Let me think about that.

I was sitting at the nurse’s station in the nursing home where I was chaplain. The most competent and compassionate charge nurse pulled a pill out of someone’s med drawer and said, “I know this is unethical, but I HAVE to do something for this patient.”

She was in what we call “moral distress”—being forced to do something she knew, in most circumstances, was wrong. The patient was in increasing amounts of pain, and the doctor had prescribed a narcotic we did not have in our in-house pharmacy. Delivery could take hours, and the patient was often on the call bell begging for relief from her pain.

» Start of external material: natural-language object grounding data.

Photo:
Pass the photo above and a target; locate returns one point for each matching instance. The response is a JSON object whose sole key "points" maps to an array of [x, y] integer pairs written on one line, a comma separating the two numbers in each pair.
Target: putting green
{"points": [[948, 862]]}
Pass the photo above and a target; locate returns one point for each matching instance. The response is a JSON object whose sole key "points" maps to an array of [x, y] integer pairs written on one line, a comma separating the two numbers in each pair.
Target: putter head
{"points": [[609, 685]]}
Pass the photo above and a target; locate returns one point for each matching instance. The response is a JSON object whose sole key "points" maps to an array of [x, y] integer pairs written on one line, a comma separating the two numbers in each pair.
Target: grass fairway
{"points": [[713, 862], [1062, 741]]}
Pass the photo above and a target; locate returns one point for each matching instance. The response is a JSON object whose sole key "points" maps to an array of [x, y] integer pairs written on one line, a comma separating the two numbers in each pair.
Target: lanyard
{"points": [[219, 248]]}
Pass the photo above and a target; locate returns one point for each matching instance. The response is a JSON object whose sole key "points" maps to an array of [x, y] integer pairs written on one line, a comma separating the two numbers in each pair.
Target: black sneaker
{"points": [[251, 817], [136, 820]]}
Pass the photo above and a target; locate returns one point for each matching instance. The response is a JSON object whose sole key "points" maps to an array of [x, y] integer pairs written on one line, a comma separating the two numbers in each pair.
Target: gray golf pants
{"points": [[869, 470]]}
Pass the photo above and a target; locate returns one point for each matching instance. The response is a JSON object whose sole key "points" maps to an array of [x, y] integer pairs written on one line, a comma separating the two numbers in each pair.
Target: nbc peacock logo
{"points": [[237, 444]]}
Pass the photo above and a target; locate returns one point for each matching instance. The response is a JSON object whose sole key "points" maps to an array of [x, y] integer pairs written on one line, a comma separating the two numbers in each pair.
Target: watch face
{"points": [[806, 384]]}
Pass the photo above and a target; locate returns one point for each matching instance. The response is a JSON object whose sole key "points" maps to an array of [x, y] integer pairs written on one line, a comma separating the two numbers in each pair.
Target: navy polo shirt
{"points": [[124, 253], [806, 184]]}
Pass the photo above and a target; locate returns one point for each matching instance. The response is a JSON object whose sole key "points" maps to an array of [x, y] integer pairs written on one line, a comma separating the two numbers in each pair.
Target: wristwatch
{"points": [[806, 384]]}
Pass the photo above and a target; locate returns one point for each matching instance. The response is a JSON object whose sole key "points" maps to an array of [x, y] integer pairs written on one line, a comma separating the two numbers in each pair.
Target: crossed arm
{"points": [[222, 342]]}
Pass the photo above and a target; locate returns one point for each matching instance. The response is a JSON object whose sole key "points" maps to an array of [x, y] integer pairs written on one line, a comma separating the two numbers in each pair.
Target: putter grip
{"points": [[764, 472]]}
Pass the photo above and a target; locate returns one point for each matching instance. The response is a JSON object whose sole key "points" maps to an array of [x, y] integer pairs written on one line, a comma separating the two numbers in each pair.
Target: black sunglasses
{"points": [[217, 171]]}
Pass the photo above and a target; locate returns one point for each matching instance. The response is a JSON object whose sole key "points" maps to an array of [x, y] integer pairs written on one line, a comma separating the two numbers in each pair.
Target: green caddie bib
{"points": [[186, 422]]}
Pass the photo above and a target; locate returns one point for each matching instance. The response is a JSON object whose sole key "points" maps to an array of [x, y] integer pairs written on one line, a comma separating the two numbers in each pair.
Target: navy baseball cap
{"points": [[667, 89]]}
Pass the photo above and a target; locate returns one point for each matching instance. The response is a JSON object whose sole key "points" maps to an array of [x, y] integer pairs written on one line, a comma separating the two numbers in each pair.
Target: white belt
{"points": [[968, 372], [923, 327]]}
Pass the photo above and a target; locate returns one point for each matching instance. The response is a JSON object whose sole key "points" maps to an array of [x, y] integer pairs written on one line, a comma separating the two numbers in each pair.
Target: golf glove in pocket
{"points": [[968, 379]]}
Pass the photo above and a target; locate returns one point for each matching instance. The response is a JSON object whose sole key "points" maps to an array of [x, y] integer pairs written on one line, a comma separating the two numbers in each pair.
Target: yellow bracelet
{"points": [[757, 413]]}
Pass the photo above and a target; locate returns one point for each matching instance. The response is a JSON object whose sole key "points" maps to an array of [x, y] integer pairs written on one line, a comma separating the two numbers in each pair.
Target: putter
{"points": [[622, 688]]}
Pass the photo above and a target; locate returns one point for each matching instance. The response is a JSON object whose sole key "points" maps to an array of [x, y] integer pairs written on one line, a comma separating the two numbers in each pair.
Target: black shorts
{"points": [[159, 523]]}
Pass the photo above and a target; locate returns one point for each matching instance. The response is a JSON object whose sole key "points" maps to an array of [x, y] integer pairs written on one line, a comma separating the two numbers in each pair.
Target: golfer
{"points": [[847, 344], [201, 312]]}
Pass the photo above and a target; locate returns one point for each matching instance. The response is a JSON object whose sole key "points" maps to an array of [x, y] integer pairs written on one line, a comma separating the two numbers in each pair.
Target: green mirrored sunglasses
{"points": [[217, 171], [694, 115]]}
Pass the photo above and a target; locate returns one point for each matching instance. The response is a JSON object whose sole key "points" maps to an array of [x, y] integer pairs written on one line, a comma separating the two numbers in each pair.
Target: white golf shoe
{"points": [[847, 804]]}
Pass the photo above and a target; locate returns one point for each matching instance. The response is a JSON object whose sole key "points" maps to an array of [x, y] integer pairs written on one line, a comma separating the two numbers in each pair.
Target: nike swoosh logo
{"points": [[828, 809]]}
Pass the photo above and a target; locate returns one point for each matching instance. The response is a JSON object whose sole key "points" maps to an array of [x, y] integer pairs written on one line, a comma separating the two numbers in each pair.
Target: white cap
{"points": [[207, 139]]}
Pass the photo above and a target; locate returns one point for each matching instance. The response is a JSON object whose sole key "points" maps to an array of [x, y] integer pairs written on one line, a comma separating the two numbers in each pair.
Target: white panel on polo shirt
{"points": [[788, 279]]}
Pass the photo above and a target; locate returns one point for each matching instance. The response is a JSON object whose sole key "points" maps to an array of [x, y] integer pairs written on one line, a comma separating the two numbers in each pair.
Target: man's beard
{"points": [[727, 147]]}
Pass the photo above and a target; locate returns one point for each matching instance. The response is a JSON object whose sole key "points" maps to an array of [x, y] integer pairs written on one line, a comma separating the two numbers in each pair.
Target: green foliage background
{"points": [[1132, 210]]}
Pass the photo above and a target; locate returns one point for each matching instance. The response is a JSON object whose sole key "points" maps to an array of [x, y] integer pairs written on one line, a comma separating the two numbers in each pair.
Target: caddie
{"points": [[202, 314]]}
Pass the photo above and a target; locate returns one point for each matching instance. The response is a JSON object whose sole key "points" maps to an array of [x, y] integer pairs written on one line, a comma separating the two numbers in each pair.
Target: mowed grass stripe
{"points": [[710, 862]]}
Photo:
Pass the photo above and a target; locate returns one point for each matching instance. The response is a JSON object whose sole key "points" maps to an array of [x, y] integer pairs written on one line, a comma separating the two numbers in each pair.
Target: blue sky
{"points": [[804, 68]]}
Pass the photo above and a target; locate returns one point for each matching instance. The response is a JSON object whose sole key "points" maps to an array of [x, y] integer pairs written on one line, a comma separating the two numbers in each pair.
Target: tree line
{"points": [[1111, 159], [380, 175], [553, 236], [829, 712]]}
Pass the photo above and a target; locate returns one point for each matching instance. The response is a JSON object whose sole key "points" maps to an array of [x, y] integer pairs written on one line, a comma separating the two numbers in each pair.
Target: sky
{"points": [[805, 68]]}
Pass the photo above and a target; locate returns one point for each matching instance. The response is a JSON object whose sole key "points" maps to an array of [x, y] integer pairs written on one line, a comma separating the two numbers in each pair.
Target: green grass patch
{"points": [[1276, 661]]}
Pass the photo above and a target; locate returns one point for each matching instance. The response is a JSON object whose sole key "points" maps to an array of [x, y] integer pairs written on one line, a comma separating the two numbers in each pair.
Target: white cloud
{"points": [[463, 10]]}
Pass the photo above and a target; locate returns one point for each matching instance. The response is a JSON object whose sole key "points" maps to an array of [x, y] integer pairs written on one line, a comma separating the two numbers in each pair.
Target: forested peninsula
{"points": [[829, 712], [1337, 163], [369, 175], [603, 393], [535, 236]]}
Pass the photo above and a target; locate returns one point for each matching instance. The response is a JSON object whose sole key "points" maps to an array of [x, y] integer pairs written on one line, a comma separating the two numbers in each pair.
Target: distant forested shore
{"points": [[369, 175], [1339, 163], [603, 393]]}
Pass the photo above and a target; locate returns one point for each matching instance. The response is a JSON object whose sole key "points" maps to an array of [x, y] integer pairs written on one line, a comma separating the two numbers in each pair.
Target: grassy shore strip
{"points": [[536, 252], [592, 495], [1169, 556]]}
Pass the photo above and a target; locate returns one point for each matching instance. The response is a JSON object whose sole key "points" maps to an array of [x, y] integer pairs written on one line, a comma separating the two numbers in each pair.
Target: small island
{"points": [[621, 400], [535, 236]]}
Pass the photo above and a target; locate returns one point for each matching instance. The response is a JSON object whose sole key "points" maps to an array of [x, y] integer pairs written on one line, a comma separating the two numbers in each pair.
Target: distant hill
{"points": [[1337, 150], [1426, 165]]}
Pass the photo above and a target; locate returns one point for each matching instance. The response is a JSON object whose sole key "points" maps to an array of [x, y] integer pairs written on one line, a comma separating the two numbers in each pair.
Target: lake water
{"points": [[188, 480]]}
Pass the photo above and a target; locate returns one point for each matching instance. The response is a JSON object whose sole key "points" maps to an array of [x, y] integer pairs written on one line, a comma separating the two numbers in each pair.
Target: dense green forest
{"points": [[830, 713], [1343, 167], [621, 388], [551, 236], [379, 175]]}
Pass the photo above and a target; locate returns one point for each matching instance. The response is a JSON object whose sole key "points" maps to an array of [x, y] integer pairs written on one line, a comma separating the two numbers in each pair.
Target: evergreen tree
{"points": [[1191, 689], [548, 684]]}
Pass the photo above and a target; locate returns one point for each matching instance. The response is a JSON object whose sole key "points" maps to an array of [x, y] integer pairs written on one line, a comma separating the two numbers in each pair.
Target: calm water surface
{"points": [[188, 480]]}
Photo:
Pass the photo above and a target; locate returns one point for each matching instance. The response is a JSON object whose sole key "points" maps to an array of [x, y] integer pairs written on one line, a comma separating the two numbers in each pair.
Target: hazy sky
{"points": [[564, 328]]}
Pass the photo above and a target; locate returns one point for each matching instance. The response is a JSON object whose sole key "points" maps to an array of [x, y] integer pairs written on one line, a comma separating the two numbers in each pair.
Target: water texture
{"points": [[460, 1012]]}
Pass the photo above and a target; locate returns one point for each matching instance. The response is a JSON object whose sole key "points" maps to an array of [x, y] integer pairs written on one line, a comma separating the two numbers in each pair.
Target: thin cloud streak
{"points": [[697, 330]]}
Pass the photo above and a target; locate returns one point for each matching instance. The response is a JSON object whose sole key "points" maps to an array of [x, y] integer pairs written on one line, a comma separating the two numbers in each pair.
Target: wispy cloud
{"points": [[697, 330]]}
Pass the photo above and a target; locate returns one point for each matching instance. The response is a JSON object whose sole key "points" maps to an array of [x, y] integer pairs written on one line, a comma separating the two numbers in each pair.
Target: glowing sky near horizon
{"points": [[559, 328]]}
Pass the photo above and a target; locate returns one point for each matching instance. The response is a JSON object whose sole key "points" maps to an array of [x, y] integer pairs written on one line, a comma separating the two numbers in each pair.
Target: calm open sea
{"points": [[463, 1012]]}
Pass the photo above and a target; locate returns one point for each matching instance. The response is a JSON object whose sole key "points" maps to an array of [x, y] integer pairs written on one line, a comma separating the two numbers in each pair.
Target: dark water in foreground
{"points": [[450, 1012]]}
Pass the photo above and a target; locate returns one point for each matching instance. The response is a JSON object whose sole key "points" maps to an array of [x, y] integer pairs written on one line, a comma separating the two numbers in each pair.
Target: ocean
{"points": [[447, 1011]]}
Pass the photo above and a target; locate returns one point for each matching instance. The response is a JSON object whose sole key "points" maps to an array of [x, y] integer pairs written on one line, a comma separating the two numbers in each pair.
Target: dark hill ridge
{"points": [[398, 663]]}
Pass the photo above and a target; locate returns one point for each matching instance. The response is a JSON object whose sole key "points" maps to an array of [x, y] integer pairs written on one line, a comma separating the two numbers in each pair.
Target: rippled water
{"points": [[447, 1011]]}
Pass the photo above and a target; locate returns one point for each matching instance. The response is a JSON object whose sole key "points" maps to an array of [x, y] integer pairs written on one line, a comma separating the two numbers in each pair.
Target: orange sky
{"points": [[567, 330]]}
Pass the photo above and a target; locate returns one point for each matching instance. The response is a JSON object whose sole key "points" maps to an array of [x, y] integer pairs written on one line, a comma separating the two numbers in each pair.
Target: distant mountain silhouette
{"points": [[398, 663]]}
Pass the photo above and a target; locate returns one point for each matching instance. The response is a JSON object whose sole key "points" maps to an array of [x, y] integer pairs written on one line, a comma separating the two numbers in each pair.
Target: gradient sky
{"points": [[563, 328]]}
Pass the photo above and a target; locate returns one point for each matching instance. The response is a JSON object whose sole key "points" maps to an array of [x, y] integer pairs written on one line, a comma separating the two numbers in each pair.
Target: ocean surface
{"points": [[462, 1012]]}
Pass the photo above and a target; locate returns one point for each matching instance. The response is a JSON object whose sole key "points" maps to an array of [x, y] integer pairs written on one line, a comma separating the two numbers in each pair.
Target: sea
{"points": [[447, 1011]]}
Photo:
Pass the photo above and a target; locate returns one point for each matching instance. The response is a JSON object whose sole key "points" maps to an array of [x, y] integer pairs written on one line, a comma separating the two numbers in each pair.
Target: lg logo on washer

So, the nurse rummaged through other patients’ meds and found a vitamin pill. She took the pill to the suffering patient and said, “Mrs. Smith, here is your pain pill.” Within minutes the pain was gone. This is the well-known and much-studied “placebo effect.” It is real, and it provided this patient what she needed.

Medical ethicist Howard Brody has called the placebo, “the lie that heals.”

I just finished reading two books that explore the placebo effect. One is Useful Delusions: The Power and Paradox of the Self-Deceiving Brain by Shankar Vedantam and Bill Mesler. The other is Suggestible You: The Curious Science of Your Brain’s Ability to Deceive, Transform and Heal, by Erik Vance.

“The placebo effect is often described as the effect of mind over matter. But it is actually about something much more powerful: the power of the drama and rituals embedded in the practice of medicine—a theater that involves (often at an unconscious level) deception on the part of the physician [or the nurse] and self-deception on the part of the patient.” (from Useful Delusions)

And this bit of theater acted out by this nurse unlocked the patient’s “Inner Pharmacy” in the words of Eric Vance. He goes on:

“Chronic pain responds exceptionally well to placebos. In fact, pain might be the signature placebo-prone condition in the world today.… Humans do have a form of homemade opioids called endorphins—our own little hidden opium dens tucked away in our brains.… Pain placebos work because the brain self-medicates with opioid drugs.”

The theater that unlocks the placebo effect

How does this work? Vance writes, “Two complementary ideas—suggestion and expectation—are at the heart of unlocking your internal medicine cabinet.” The patient expected to receive relief from the nurse giving her a pill. The nurse suggested this was the pill that was going to bring that relief. Bada boom, bada bing—the pain was gone.

The nurse played her role in the theater. She dressed like the nurse she was. She brought in the pill as she had done scores of times before. She spoke her line, “Here is your pain pill.” The patient responded to all that the acting suggested and expected to find relief. She got that relief from an opioid released by her own brain.

I’ll give the last word to George Costanza from Seinfield: “It’s not a lie if you believe it.”